Expression and Secretion of Wild Type and Mutant GNE Proteins in Dictyostelium discoideum
31 Aug 2014-Cns & Neurological Disorders-drug Targets (CNS Neurol Disord Drug Targets)-Vol. 13, Iss: 7, pp 1263-1272
TL;DR: Dd can be used as an expression host for the production of recombinant and functionally active form of GNE and its mutant proteins that can be use for biophysical characterization and structural determination of G NE to understand the pathomechanism of HIBM.

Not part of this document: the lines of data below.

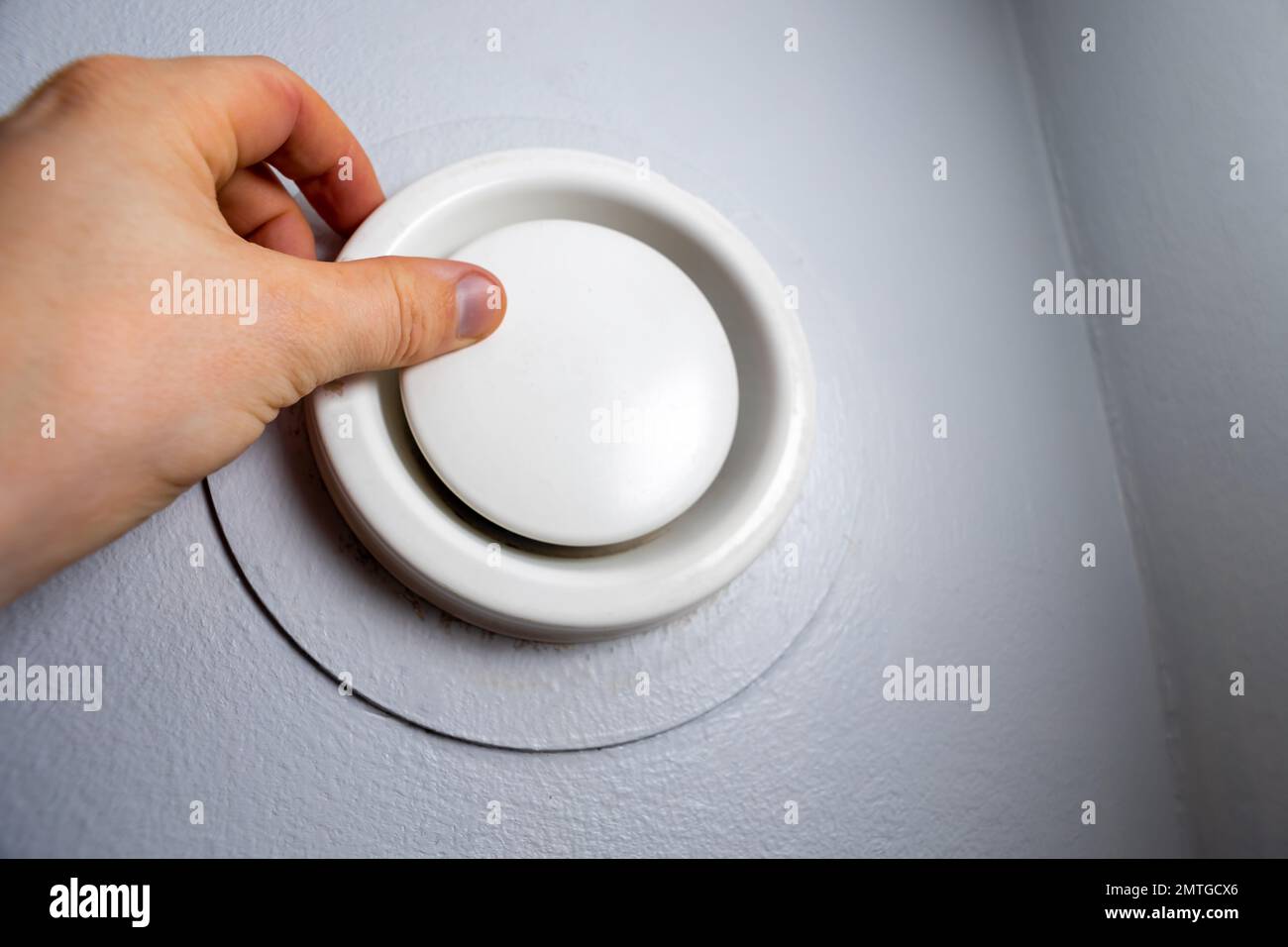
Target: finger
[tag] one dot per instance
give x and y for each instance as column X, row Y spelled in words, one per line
column 258, row 110
column 258, row 208
column 385, row 312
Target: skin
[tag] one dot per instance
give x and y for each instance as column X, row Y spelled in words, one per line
column 161, row 166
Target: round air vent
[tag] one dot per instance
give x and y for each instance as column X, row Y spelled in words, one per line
column 621, row 449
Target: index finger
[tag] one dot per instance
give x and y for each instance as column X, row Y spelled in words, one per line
column 258, row 110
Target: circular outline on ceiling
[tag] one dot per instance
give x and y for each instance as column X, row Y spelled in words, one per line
column 348, row 615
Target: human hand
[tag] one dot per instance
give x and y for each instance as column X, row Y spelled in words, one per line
column 115, row 175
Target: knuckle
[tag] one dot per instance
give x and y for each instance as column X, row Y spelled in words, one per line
column 85, row 81
column 408, row 320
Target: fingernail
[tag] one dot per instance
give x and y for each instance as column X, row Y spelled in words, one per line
column 480, row 305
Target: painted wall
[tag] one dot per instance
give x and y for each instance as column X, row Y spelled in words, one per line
column 966, row 551
column 1141, row 134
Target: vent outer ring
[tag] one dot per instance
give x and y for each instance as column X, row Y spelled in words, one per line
column 476, row 574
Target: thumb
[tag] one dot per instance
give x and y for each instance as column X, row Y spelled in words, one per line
column 387, row 312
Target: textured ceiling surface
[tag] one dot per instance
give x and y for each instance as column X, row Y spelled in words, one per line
column 965, row 551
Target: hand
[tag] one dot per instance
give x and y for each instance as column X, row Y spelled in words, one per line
column 119, row 174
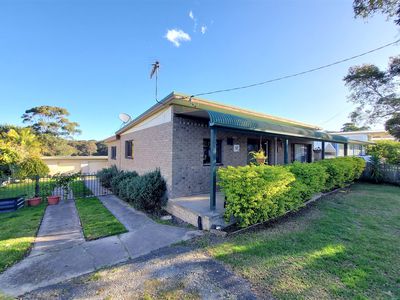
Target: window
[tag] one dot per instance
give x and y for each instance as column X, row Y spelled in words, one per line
column 114, row 152
column 253, row 145
column 207, row 152
column 129, row 149
column 301, row 153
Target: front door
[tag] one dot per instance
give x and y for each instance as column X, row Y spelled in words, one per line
column 254, row 145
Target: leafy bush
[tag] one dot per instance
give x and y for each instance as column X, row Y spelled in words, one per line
column 31, row 167
column 311, row 176
column 119, row 183
column 106, row 175
column 258, row 193
column 375, row 174
column 147, row 192
column 254, row 193
column 388, row 150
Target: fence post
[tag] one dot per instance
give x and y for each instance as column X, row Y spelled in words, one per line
column 37, row 186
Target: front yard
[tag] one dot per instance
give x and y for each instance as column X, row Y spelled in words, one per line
column 17, row 233
column 345, row 246
column 97, row 221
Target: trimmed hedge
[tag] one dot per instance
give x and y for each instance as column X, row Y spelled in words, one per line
column 254, row 192
column 258, row 193
column 106, row 175
column 146, row 192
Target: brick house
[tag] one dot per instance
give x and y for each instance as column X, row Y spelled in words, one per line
column 189, row 138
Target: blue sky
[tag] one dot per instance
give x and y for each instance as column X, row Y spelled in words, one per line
column 94, row 57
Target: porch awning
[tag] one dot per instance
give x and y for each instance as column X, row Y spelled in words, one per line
column 240, row 123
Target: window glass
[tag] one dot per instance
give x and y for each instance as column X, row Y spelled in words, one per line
column 114, row 152
column 207, row 151
column 129, row 149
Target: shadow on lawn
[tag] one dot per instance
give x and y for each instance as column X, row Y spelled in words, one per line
column 343, row 250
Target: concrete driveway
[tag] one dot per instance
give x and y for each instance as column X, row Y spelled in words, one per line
column 60, row 251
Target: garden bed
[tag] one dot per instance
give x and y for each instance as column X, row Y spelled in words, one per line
column 11, row 204
column 345, row 247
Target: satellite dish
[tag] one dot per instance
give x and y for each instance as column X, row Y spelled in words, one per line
column 124, row 117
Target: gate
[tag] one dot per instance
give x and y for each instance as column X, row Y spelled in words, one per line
column 83, row 185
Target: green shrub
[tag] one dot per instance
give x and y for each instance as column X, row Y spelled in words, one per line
column 254, row 193
column 258, row 193
column 147, row 192
column 119, row 183
column 342, row 171
column 310, row 178
column 31, row 167
column 336, row 170
column 106, row 175
column 388, row 150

Abstract: GNE (UDP-N-acetylglucosamine 2-epimerase/N-acetylmannosamine kinase) is a bifunctional enzyme which catalyzes the conversion of UDP-GlcNAc to ManNAc and ManNAc to ManNAc 6-phosphate, key steps in the sialic acid biosynthesis. Mutations in GNE lead to a neuromuscular disorder, Hereditary Inclusion Body Myopathy (HIBM). A major limitation in understanding the function of GNE is lack of recombinant full length GNE (rGNE) protein for detailed biophysical and structural characterization. In the present study, we have used Dictyostelium discoideum (Dd) as an alternate host for successful expression and secretion of functionally active form of GNE and its mutant proteins. We have generated Dd-AX3 stable cell lines harboring wtGNE or its mutants with Dd specific secretory signal sequence, PsA (prespore antigen). Upon starvation, rGNE was secreted in the medium from secretory vesicles. The rGNE was functionally active with epimerase activity (54±5.2 mU/mg) and kinase activity (66.45±3.48 mU/mg), while both epimerase and kinase activities of mutant GNE were drastically reduced. These activities were found to be statistically significant at p value < 0.05. Our study clearly demonstrates that Dd can be used as an expression host for the production of recombinant and functionally active form of GNE and its mutant proteins that can be used for biophysical characterization and structural determination of GNE to understand the pathomechanism of HIBM.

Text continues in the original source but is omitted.